# My first 'thing'



## chucketn (Sep 1, 2017)

I'm learning Fusion 360. As I have a hobby machine shop that contains Kennedy Tool boxes, and also have a 3d printer, I drew up a part that is inordinately expensive, if you can find them. I created a printer file for the Kennedy tool box drawer pulls. Nothing really complex, but if you need one and don't have one... If you need one but don't have a printer, maybe you know someone that does...
Here's the link to my thing:

https://www.thingiverse.com/thing:2512372

Chuck


----------



## Cogsy (Sep 1, 2017)

Nice 'thing' Chuck.
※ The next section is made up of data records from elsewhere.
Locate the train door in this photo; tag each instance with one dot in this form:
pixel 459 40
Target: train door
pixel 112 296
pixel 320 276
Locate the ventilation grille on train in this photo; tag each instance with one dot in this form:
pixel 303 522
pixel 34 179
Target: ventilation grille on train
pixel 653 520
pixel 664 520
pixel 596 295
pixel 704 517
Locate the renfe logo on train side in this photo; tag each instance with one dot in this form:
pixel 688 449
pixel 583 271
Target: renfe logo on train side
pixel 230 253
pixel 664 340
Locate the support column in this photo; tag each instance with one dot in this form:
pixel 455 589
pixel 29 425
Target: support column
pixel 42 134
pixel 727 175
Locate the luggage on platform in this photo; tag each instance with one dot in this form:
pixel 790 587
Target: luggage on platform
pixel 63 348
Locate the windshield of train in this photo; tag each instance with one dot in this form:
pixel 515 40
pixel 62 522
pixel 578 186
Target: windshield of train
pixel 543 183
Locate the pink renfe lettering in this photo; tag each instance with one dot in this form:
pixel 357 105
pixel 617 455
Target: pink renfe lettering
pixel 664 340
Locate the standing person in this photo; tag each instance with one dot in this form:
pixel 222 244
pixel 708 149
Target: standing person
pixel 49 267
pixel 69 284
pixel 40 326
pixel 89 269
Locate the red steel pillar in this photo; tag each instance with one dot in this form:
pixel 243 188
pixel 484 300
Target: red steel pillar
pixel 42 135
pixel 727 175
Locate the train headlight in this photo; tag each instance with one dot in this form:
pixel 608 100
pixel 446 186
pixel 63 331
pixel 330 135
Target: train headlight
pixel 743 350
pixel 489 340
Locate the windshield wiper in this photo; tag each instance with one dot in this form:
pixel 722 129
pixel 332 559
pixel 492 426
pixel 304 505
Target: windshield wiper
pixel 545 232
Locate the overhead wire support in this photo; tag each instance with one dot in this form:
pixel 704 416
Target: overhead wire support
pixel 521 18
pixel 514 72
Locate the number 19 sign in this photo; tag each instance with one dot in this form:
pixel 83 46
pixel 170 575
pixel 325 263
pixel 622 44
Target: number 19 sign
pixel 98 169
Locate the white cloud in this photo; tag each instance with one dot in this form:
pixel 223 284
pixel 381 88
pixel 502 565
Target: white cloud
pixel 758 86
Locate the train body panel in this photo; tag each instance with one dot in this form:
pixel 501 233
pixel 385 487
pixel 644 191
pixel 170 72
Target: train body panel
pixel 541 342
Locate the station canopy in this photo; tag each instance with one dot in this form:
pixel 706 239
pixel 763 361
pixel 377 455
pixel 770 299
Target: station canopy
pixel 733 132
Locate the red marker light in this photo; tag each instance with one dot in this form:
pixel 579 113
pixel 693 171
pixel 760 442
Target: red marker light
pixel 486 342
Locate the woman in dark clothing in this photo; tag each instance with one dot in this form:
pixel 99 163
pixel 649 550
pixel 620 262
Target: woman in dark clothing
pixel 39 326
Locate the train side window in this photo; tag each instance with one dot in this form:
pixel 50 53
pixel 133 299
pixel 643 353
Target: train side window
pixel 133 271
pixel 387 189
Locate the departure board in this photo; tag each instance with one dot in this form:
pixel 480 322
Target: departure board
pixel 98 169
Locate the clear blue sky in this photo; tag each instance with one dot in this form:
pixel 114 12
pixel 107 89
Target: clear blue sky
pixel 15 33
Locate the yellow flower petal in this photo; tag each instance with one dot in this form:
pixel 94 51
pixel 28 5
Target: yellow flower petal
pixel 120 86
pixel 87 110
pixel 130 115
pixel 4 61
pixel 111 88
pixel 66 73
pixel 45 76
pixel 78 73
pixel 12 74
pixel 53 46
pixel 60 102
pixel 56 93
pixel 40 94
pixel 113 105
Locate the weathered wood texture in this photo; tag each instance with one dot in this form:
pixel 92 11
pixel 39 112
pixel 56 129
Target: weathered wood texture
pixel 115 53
I've downloaded Fusion but haven't started with it yet. At the moment I'm playing around with Tinkercad. My first 'thing' is a Z levelling tool for the Anet A8 - https://www.thingiverse.com/thing:2481481


----------



## Walsheng (Sep 1, 2017)

I see and know a whole bunch of folk who have bought or made a 3-D printer but speaking from experience, I have had a 3-D printer for 12+ years, the most important tool you can have with the printer is a 3-D CAD program that you can use!
And some of the handiest things I have made are little things like small trays that fit into the thin drawers in a machinist tool box.

John


----------



## chucketn (Sep 1, 2017)

Cogsy, even though I was a manual draftsman almost 50 years ago, and am a retired computer tech, I had an awful time learning CAD programs. I got a hobbyist subscription to Fusion 360 and was still lost. I found 2 guys on Youtube and the light came on! they are Lars Christensen, at [ame]https://www.youtube.com/watch?v=A5bc9c3S12g[/ame] , and Paul McWhorter, at [ame]https://www.youtube.com/watch?v=y5tp4QXciK4[/ame] .
Both are well worth a look.
Chuck


----------